Life

5 Things About Your Future More Crucial Than Kids

by JR Thorpe

If you're a woman in your late 20s or early 30s, now is the time when you're likely being asked to frame your future around one crucial question: whether or not you'll have children. Odds are, the people who have spoken to you about this have acted like it's the biggest question you'll ever have to answer in your life, and the one that will most shape your future. But I'm going to propose a different take: that there are more important things to worry about when it comes to looking at the future decades of our lives. I'm not talking about environmental concerns, political worries, or "big issues" (though those are all part of the picture); I mean decisions and opinions about your future that are hugely personally significant, and can in many cases trump or become defining parts of the conversation about "kids versus no kids".

One of the interesting things about motherhood rhetoric is how becoming a mother expected to be the most significant thing to happen in your life; and in part that's realistic. Children represent a giant biological, fiscal, and chronological investment, with a particular burden on the mother as carer, and for many of us, our core choices can follow from a plus or minus sign in the "kids" box.

But even a giant investment should still be examined as part of a portfolio of other massive investments and how they shape our futures.

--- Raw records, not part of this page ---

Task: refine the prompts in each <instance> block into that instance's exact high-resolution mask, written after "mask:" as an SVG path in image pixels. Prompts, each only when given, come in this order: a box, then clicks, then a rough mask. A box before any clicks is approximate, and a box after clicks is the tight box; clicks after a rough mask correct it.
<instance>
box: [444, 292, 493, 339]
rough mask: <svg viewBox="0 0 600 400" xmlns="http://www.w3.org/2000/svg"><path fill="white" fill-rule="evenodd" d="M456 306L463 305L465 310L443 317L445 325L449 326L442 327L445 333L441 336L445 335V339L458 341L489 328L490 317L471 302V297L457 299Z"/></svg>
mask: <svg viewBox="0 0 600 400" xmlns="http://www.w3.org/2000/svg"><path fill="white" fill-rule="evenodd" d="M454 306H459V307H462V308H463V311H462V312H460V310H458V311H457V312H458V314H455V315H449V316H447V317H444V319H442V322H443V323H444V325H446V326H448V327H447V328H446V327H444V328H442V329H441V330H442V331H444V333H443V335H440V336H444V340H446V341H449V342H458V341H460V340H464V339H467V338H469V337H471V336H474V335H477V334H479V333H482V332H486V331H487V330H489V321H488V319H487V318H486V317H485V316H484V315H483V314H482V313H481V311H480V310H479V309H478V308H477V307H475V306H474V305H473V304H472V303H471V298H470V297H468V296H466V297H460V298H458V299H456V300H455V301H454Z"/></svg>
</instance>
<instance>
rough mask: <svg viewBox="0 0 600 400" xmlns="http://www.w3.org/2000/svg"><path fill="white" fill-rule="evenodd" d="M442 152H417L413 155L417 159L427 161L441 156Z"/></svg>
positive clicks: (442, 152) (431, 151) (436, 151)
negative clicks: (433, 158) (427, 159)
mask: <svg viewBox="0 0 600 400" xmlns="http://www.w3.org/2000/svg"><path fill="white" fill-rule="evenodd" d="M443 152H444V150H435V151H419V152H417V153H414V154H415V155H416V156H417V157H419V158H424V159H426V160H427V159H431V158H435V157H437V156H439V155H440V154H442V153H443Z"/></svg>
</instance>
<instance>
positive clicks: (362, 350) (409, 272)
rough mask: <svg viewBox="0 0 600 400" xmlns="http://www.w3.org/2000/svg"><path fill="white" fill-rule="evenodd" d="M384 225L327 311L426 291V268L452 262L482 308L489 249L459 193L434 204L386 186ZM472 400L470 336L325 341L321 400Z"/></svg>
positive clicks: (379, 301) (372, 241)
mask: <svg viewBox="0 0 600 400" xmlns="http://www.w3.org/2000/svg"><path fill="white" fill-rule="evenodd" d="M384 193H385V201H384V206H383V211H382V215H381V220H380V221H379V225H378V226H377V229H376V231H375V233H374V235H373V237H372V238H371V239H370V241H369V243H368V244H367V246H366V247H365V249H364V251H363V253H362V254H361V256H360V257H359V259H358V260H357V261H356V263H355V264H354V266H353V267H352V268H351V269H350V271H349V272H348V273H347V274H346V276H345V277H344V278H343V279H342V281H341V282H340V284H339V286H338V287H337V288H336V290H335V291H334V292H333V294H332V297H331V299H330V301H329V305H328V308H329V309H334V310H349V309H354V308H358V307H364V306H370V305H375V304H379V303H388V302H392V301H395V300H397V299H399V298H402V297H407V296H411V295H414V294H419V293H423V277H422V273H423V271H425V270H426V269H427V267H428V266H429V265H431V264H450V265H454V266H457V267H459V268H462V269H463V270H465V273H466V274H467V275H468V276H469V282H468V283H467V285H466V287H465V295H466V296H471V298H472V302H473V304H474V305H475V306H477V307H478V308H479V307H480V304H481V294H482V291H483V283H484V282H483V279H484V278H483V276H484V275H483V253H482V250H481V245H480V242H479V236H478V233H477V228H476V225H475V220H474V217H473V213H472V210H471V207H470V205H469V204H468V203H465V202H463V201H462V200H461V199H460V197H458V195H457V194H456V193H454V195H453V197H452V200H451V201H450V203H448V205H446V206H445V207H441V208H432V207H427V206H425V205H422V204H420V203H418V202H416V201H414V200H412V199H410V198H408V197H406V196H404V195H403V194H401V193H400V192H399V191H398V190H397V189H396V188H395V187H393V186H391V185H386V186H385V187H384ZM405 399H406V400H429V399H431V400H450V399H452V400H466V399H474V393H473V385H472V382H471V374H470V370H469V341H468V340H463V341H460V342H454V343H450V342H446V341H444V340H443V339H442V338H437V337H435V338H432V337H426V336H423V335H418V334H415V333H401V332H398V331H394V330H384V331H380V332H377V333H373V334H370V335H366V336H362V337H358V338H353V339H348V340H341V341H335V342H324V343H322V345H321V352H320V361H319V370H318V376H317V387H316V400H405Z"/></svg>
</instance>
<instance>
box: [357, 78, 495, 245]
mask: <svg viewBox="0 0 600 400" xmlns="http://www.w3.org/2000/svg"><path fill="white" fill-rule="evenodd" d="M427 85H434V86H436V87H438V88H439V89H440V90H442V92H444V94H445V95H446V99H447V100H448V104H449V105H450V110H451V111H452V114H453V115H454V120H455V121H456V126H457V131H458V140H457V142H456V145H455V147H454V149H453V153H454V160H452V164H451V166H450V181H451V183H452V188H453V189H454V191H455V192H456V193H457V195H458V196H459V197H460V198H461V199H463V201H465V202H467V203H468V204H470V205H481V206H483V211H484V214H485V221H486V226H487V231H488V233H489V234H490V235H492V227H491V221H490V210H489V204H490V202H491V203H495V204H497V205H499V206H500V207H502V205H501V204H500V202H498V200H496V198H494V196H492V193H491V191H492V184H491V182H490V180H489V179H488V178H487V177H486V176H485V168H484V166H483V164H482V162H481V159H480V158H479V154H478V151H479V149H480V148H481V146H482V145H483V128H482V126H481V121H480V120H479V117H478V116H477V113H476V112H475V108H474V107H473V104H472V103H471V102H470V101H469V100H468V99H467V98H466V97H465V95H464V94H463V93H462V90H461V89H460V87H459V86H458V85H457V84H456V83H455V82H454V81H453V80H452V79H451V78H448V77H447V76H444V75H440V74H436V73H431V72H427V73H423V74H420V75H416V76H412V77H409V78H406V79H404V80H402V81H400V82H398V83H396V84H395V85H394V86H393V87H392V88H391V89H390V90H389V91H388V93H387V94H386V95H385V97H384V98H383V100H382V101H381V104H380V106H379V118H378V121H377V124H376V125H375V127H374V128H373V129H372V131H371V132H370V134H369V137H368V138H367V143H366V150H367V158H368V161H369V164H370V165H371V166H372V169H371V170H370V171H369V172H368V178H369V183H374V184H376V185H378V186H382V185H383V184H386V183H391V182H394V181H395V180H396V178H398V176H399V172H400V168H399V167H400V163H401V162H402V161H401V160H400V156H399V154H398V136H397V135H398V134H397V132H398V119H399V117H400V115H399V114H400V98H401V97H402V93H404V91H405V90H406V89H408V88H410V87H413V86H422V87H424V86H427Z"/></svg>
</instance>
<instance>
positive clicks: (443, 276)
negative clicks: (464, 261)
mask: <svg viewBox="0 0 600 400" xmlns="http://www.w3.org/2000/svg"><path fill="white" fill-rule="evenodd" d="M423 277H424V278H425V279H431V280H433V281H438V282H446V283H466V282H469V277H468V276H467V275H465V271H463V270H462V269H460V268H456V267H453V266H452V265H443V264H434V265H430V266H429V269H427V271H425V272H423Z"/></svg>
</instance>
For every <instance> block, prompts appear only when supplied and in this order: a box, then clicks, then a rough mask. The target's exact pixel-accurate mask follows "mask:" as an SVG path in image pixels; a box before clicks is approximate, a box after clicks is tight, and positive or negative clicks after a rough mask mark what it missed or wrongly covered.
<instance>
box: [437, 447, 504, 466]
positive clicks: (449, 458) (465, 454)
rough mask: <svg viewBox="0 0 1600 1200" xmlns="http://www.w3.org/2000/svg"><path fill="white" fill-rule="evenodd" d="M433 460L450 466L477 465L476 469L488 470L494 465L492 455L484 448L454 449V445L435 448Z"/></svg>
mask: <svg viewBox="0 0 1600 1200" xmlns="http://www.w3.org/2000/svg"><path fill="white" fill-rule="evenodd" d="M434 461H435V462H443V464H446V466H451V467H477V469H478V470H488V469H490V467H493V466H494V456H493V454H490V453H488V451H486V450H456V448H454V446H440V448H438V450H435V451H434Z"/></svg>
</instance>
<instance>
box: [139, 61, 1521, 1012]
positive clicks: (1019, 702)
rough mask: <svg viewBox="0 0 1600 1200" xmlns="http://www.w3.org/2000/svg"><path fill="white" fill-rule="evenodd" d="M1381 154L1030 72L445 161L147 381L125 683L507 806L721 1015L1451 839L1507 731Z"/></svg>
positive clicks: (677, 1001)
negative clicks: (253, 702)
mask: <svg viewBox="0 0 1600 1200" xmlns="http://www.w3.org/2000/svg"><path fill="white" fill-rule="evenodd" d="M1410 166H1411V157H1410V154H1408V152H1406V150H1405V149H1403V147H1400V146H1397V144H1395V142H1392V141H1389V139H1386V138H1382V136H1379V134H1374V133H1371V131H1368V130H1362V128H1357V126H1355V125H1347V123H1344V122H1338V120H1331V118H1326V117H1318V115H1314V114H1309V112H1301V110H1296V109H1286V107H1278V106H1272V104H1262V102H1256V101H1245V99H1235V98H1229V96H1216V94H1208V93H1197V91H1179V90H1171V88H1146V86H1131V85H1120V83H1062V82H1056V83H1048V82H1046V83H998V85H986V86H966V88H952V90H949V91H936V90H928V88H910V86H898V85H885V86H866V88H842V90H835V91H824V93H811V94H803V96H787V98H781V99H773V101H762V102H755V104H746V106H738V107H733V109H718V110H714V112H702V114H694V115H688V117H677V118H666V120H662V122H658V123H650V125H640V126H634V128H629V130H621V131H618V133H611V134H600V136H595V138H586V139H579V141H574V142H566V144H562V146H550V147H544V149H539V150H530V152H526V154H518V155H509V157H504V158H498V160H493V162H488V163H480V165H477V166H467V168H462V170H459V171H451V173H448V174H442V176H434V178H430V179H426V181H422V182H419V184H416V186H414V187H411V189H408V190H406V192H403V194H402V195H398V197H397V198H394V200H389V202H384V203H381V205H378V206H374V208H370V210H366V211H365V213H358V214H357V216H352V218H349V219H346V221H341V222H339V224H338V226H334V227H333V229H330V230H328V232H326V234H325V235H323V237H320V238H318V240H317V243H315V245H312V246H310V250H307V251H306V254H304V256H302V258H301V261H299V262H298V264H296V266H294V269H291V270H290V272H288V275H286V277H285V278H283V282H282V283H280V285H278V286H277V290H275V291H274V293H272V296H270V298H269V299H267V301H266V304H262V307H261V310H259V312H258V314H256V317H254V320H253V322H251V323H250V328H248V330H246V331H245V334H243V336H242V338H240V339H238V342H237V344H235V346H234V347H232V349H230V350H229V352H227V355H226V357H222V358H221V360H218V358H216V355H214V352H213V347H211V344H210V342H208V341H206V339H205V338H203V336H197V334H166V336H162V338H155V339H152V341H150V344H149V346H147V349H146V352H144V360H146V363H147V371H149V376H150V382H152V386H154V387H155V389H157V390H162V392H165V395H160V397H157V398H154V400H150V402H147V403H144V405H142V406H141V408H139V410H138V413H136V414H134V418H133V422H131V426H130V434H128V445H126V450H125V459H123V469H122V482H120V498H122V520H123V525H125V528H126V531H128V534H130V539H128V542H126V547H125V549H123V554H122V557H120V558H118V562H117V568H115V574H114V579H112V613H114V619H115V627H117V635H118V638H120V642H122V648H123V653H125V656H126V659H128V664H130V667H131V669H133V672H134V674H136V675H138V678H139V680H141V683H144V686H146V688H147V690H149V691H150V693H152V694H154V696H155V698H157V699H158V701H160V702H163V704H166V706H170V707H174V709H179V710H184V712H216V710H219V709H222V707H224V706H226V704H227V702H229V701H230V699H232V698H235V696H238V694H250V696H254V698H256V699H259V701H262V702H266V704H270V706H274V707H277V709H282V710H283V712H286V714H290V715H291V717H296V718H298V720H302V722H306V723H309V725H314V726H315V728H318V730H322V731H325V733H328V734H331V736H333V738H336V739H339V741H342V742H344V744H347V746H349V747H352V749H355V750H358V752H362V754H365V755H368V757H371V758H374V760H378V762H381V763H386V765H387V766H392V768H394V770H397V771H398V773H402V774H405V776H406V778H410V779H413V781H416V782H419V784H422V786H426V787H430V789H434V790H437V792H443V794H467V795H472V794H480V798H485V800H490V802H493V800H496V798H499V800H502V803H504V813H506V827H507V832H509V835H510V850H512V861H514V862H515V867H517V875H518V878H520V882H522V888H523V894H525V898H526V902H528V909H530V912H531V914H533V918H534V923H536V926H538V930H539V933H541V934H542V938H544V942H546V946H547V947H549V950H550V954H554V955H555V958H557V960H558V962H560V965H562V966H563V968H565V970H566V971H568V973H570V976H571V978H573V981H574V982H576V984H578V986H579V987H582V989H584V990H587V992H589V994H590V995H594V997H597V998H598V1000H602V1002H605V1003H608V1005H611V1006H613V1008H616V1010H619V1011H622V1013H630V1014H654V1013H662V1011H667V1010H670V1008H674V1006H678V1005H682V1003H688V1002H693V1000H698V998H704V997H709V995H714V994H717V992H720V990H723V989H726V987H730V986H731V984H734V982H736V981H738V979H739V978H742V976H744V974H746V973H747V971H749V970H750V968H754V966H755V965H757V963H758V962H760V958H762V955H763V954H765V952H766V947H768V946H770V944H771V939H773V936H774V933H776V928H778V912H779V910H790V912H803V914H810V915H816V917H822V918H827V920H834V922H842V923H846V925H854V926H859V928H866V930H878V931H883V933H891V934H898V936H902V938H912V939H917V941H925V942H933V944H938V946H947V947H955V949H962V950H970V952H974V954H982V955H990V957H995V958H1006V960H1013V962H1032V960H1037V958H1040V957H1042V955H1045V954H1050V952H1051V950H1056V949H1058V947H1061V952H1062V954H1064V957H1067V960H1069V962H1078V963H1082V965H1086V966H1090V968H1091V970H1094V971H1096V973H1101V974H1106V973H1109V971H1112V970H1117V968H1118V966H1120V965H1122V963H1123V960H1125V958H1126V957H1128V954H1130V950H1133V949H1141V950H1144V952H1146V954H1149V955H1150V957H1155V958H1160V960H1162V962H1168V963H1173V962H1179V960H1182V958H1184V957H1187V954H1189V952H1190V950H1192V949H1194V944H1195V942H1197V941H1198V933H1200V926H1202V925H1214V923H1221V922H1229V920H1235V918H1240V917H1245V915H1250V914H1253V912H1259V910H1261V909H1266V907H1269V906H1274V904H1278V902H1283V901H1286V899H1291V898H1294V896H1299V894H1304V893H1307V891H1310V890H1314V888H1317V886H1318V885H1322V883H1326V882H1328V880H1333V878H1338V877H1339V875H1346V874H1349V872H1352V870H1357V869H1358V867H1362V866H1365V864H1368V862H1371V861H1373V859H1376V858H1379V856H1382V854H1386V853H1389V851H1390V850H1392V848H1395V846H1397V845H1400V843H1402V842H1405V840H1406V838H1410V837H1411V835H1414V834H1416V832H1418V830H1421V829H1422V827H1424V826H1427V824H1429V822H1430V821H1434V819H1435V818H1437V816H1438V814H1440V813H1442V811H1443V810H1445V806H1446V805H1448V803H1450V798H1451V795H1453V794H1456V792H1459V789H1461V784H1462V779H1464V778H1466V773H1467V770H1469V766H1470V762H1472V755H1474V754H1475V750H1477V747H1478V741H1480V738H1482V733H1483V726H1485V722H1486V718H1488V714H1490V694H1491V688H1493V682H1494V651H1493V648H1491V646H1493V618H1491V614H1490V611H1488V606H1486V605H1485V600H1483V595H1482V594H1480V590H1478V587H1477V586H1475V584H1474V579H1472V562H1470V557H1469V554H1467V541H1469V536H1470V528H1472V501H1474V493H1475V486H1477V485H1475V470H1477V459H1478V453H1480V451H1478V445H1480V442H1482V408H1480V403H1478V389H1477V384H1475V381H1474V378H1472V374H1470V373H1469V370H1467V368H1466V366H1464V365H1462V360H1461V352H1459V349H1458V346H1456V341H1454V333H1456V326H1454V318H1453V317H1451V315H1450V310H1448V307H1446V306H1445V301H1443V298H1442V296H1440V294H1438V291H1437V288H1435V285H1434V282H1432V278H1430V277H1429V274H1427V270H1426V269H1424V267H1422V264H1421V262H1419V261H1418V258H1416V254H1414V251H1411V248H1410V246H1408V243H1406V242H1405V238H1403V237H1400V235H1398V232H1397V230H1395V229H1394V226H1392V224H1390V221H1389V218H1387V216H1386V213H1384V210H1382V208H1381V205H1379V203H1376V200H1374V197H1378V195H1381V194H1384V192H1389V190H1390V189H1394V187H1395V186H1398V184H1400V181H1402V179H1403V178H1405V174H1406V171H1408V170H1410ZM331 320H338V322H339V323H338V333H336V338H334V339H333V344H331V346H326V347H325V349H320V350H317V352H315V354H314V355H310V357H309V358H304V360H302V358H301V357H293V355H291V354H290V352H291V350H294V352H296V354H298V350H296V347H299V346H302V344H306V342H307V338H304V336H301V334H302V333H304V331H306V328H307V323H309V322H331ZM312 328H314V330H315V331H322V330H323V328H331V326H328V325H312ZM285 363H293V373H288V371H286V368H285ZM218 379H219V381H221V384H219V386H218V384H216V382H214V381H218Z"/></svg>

That just makes good business sense. Plus, there are some other decisions that need to be sorted out first before you really dive into the idea of whether you'll have kids — and I'm not talking about whether you'll live in a one or two-bedroom apartment. I'm talking about questions like: What kind of meaning do you want from life? What do you need in order to be sane and happy? What kinds of relationships do you really want in your life, and which ones do you want to roundhouse-kick out the nearest window?

Here are five things that should figure significantly into our concerns about our futures — for many of us, these concerns may need to trump motherhood as the driving factor. Kids are significant signposts, but these decisions are glaring lights on the highway, too.

1. Your Personal Fulfillment

For some people, the answer to the question "what will make you fulfilled and contented as a human being" will automatically be "kids". Which is good; people need to keep having 'em to continue the human race, and it may as well be those who really want them. But the wider question is one that needs to be asked with urgency.

Your decisions about how you find meaning may well be the basis of your happiness; Bob Edelstein wrote for Psychology Today on how the search for "authentic meaning" in human life is one of our prime motivational forces, and how significant it is to our personal satisfaction with our lives. What, at the end of the day, would you look back upon as a "good life"? What would shape its benefits and contributions? That's what really matters.

2. Your Health

Many people believe in using children as someone to look after them when they are old. I'm not condemning that particular opinion, but the perspective surely begs the question: shouldn't we prioritize getting old first? The science of aging is rapidly expanding and we're learning more every day about how the human body begins to degrade and why; but one of the things that should perhaps concern us when envisioning our own futures, more than whether they contain kids, is whether we'll actually be in them. Whether you choose children or not, your own health, and the decisions you make about it, will be one of the greatest determining factors in your future success and happiness.

3. Your Community

Lonely people are, unfortunately, at a disadvantage; a now-famous 2012 study showed that people who live in social isolation are at more risk of health issues, because of the onslaught of loneliness on the body's protective immune system. Children are not a guarantee that isolation isn't on the cards; empty-nesters are often reported to feel an increase in their sense of loneliness and disconnection from others. In other words, it pays to put your time and energy into an investment in social connections; build your life around authentic relationships and support others as much as possible, and you'll be forming a communal shield against some of the riskier parts of human experience in the future.

4. Your Psychological Stability

This is another of those choices that is part of, but not interior to, the decision about children in your life. It needs to be an element in the discussion of psychological health and security: what will, in your future, make you capable of functionality, healthy relationships, and good psychological practices? This is particularly important among those of us with mental health issues, for whom all future concerns, small or large, can hinge on their knock-on effects on our ability to be healthy. Keeping yourself sane long-term should be at the top of the list of things that decide What You're Doing With Your Life. Sanity is precious and brutally difficult to come by for some people; it needs to be cultivated carefully.

5. Your Freedom From Toxic Patterns

Exposure to toxicity in our relationships with others is not uncommon, though it can be exceedingly damaging and destructive, particularly if it figures in our intimate or familial circles. One of the key decisions that needs to be made by adults who come from these places, and even those who don't, is whether they're going to try to break free of those patterns.

Crucially, though, you don't need to have a child and treat it wonderfully to "break the cycle" of damage done by family; developing good boundaries, recognizing toxic and unacceptable behavior, and understanding how to move away from it is enough. If you've been fed toxic behavior your entire life (people not respecting your wishes, guilting or shaming you, ignoring your wants, pushing their own agendas, controlling you), the conscious decision to make different choices is one of the most vital you'll ever make. And it is perfectly fine if that decision includes not to having kids.